The third step of the RCIA is a time for spiritual purification and enlightenment. It spans the season of Lent and culminates at the Easter Vigil when those to be initiated are baptized, confirmed and share in the Eucharist for the first time. Lent is an especially appropriate time for this final step of reflection and examination of one’s motivation. The season of Lent is like a spiritual retreat calling all of us to a renewal of heart and recommitment to our baptismal promises. Once again we pledge ourselves to a gospel way of living, to discipleship of Jesus Christ, and to witnessing his message to all whom we meet.
Lent literally means “lengthening of days,” or the “coming of springtime.” How deeply the hearts of contemporary men and women long for a springtime of new hope and possibility amidst the world’s many disappointments and broken promises.

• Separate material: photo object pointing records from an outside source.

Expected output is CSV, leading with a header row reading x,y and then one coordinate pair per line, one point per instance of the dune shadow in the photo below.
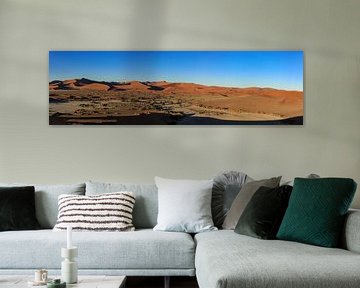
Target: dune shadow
x,y
162,119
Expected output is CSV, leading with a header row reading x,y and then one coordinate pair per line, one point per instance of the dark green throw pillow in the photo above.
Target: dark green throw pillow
x,y
316,211
263,214
17,208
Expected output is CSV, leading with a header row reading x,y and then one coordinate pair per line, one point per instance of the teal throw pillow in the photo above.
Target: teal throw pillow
x,y
316,211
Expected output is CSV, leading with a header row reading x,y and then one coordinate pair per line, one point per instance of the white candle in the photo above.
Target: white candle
x,y
69,237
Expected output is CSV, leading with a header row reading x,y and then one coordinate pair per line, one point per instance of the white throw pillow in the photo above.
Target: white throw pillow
x,y
105,212
184,205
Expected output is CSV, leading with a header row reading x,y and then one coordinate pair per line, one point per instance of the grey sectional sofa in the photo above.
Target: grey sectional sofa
x,y
219,259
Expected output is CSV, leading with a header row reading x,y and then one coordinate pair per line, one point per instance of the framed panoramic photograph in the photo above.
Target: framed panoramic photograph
x,y
176,88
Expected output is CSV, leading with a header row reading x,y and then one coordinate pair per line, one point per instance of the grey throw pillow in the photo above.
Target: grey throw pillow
x,y
242,199
184,205
226,187
46,200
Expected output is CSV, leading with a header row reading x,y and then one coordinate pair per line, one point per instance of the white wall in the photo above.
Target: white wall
x,y
327,144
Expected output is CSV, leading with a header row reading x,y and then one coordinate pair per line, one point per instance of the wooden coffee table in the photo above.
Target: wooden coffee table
x,y
83,282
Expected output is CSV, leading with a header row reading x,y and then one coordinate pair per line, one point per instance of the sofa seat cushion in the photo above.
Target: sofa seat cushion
x,y
226,259
142,249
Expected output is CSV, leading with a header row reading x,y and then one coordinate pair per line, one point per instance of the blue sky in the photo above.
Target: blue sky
x,y
275,69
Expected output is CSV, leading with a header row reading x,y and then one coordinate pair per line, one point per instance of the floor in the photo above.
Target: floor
x,y
158,282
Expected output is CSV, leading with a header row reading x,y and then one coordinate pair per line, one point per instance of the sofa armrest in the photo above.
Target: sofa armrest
x,y
351,234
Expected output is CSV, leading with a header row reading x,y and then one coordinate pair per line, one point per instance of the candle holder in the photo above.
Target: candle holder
x,y
69,265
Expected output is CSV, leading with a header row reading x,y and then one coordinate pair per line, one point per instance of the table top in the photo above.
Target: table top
x,y
84,281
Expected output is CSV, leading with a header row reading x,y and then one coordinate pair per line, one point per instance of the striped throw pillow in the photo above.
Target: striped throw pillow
x,y
105,212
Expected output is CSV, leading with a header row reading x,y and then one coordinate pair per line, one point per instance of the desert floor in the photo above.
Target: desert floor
x,y
171,103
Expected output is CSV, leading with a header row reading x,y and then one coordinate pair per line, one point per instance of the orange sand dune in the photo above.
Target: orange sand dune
x,y
95,86
84,98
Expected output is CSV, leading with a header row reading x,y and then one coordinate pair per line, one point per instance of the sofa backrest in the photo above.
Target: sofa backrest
x,y
46,199
146,203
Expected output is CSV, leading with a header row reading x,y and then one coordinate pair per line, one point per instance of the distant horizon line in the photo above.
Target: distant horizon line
x,y
128,81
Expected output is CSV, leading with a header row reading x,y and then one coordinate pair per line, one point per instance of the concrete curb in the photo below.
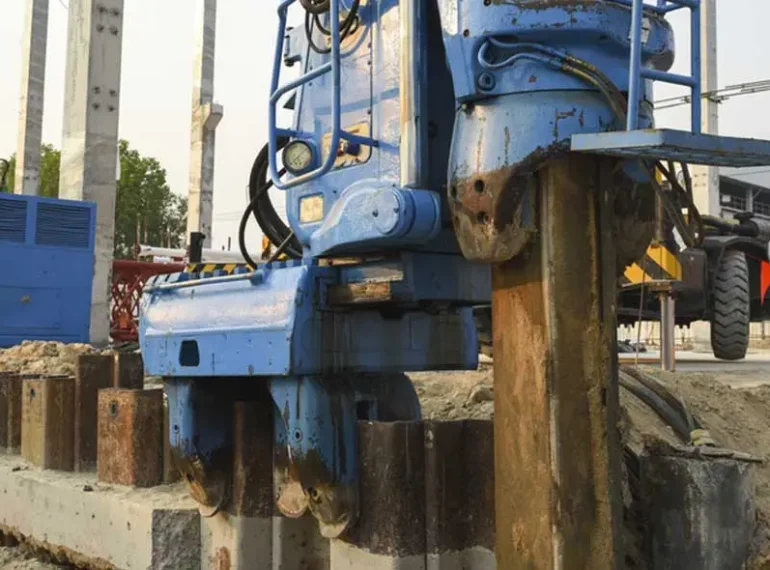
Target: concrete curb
x,y
103,526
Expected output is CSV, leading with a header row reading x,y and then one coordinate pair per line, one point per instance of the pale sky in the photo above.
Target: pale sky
x,y
156,91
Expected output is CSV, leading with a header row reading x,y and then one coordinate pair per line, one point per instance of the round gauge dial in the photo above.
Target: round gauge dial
x,y
298,157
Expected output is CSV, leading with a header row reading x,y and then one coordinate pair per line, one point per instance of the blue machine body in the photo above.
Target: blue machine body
x,y
426,124
47,253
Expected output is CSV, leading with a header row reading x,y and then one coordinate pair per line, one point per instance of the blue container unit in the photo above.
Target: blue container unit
x,y
47,261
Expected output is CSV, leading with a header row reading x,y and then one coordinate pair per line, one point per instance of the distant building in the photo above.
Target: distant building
x,y
745,190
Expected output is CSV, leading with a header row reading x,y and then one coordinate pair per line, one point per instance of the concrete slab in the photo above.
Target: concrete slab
x,y
107,526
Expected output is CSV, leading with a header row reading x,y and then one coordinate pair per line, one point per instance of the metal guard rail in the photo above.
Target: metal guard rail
x,y
276,92
637,73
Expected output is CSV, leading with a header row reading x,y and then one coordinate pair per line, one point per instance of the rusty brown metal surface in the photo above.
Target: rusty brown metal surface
x,y
130,444
93,373
490,210
48,422
128,371
170,472
557,449
252,485
360,293
392,486
459,486
10,412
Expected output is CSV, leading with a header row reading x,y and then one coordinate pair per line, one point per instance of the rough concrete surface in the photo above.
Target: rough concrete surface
x,y
42,357
18,558
113,526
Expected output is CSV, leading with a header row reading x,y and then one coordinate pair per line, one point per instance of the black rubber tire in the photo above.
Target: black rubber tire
x,y
731,307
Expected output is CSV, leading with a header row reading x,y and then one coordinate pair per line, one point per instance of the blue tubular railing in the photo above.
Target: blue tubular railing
x,y
276,92
637,73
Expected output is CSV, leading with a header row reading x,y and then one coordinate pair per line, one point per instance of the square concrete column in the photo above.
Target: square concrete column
x,y
205,119
32,97
90,133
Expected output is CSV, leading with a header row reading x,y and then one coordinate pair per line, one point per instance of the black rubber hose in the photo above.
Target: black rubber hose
x,y
658,405
317,6
671,399
261,206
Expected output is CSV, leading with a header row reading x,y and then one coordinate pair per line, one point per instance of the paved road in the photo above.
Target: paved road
x,y
754,370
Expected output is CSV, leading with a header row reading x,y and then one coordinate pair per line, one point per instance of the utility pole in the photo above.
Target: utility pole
x,y
34,47
206,116
706,178
90,134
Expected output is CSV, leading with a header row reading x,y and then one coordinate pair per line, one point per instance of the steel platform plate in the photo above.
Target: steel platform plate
x,y
679,146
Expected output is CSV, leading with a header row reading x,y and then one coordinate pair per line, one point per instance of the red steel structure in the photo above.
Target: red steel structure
x,y
128,279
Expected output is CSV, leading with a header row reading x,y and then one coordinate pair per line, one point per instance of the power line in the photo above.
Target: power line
x,y
718,96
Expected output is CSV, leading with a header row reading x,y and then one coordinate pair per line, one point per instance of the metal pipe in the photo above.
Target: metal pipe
x,y
667,330
635,67
696,71
412,147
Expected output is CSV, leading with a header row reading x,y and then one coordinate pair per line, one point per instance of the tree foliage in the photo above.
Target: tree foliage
x,y
146,212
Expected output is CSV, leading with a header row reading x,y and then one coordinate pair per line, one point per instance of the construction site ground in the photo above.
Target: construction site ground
x,y
731,399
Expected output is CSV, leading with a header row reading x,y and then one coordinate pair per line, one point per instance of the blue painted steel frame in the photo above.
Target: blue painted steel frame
x,y
637,73
333,67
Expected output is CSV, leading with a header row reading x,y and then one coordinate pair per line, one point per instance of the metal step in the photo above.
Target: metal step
x,y
679,146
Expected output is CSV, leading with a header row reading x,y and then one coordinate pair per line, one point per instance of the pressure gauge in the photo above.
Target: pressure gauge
x,y
298,157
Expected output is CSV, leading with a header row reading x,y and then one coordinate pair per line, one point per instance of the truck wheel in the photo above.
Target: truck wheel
x,y
731,307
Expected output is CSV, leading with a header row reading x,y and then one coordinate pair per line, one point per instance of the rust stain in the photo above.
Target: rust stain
x,y
489,207
222,559
507,145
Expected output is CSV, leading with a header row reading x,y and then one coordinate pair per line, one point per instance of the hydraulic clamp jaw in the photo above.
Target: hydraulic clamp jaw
x,y
418,131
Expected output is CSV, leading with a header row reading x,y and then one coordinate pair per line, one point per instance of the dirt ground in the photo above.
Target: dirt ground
x,y
47,358
737,418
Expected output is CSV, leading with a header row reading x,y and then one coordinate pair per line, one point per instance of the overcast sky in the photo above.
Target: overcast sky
x,y
156,89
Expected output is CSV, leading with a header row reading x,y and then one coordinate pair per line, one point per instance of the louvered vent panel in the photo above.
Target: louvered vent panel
x,y
13,220
63,226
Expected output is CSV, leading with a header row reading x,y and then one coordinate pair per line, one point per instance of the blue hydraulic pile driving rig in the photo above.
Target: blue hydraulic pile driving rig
x,y
430,141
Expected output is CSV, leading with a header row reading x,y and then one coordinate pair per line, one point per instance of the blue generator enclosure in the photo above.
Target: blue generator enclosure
x,y
46,269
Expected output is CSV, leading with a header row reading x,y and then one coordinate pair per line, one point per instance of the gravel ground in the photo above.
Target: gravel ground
x,y
738,418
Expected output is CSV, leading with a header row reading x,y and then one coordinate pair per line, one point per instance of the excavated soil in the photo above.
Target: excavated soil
x,y
42,357
737,417
19,559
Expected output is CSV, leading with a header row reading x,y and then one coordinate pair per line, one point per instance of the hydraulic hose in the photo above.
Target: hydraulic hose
x,y
658,405
263,210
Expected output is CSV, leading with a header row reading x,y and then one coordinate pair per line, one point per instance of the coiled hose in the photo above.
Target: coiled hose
x,y
263,210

And each of us knows of our own inner brokenness and of places in our hearts that need conversion and healing.
Year after year the Church wisely offers a specific time for purifying our innermost desires – a time for journeying from darkness to light. Just as light and new life return to the earth every springtime, so during Lent does the Christian family return to its original vision of life and rebirth through prayer, fasting, almsgiving – all with special attention to the word of God.
Parishioners begin their journey through Lent to Easter by receiving ashes rubbed on their foreheads in the sign of a cross – a reminder of the cross we are all called to live and embrace. Once again the parish enters its season of repentance, renewal and recommitment to spread the gospel message to a world that needs to hear the hopeful, healing Word of God.

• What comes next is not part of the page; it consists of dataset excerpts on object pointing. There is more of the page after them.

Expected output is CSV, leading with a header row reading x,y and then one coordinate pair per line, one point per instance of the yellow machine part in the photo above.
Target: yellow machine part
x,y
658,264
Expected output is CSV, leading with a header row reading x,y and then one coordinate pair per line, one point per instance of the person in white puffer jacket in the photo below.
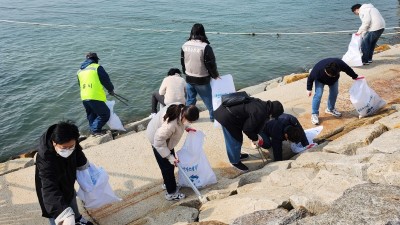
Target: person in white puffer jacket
x,y
371,29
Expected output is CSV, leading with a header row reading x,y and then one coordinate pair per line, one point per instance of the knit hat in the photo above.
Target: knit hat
x,y
276,109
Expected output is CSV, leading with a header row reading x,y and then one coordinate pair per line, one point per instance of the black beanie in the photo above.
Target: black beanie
x,y
276,109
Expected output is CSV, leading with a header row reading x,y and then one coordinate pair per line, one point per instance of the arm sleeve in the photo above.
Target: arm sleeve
x,y
365,21
183,61
53,199
209,61
161,137
105,79
347,69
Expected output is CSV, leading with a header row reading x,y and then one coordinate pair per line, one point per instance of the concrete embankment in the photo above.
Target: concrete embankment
x,y
356,157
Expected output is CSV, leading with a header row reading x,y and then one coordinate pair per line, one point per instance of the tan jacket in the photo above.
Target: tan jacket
x,y
162,135
173,88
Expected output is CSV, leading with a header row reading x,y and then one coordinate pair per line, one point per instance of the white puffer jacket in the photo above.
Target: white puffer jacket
x,y
162,135
371,19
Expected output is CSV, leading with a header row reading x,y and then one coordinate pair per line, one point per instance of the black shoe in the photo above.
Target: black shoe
x,y
240,166
244,156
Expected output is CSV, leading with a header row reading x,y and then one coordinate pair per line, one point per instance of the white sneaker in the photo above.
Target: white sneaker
x,y
175,196
314,119
333,112
152,115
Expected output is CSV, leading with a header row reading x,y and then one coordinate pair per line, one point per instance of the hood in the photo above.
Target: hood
x,y
86,63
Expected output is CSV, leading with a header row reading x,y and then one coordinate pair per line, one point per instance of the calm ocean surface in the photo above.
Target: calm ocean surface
x,y
43,43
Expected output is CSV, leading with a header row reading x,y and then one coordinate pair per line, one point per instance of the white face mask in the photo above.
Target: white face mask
x,y
65,152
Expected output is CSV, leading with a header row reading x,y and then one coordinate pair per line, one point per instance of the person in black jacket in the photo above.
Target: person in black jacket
x,y
248,118
285,127
327,72
58,158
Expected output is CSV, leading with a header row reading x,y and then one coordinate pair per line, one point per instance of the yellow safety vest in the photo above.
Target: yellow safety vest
x,y
91,87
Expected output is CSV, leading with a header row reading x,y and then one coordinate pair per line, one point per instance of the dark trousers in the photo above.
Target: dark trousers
x,y
167,171
155,99
97,114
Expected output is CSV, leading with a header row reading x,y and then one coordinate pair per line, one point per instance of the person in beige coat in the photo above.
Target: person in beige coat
x,y
172,89
164,132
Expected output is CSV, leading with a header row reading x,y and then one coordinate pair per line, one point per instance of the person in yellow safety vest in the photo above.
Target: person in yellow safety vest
x,y
92,78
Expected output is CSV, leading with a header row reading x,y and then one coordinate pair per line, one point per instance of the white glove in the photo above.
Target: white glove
x,y
70,220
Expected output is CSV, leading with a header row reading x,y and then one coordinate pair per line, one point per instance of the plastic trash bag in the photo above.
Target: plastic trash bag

On the First Sunday of Lent, the parish and diocesan community confirm the Catechumen’s readiness for initiation. In a ceremony called Rite of Election, the pastor comes and blesses the Catechumens and candidates. Then, in the name of all the People of God, he calls them by name and invites them to proceed to the Easter sacraments of initiation. From this moment on, those chosen to be initiated are called the Elect. Their names are written in the Book of the Elect. With prayer and support from the entire congregation, the Elect now begin the last and most intensive weeks of their journey to Baptism. The bishop comes to meet the Elect during lent and witness the Book of the Elect.
On the Sundays of Lent as they join with the parishioners for Sunday worship, the Elect sit in special place of honor within the congregation. During Lent the parish community will present to each of the Elect two of its ancient living statements of faith and worship: the Creed and The Lord’s Prayer. These treasures of our Christian heritage, recited at every Sunday Eucharist, proclaim the core of our Christian beliefs of our relationship with God who cares for us like a loving parent. On the Third, Fourth and Fifth Sundays of Lent, the RCIA offers special rites called scrutinies during Sunday Masses. In each scrutiny the community prays that the Elect be enlightened and purified and any evil influences within their hearts will be removed by the grace of God as the gospel stories promise.
The Gospels proclaimed on these three Sundays tell of dramatic events reminding both the Elect and all of us that the journey from sin and death to everlasting life is the promise of Jesus Christ and the vocation of every Christian. In the Gospel of the Third Sunday, Jesus meets the woman at the well. Like this woman who, in the presence of Jesus, faced all of the falsehood about herself, the Elect and all the faithful are reminded that they must never put too much trust in themselves or in their own fragile abilities.
In the Gospel of the Fourth Sunday, Jesus heals the man born blind. Like this man, the Elect and each of us are challenged to open our eyes and to begin to see with our hearts.
The Gospel of the Fifth Sunday announces the ultimate promise of Jesus Christ as Savior. Jesus raises his friend Lazarus from the tomb. The message is clear. Whatever entombs any one of us, wherever we are spiritually dead, that’s exactly where Jesus calls us forth to new freedom through our dying and rising with him on the day of our Baptism.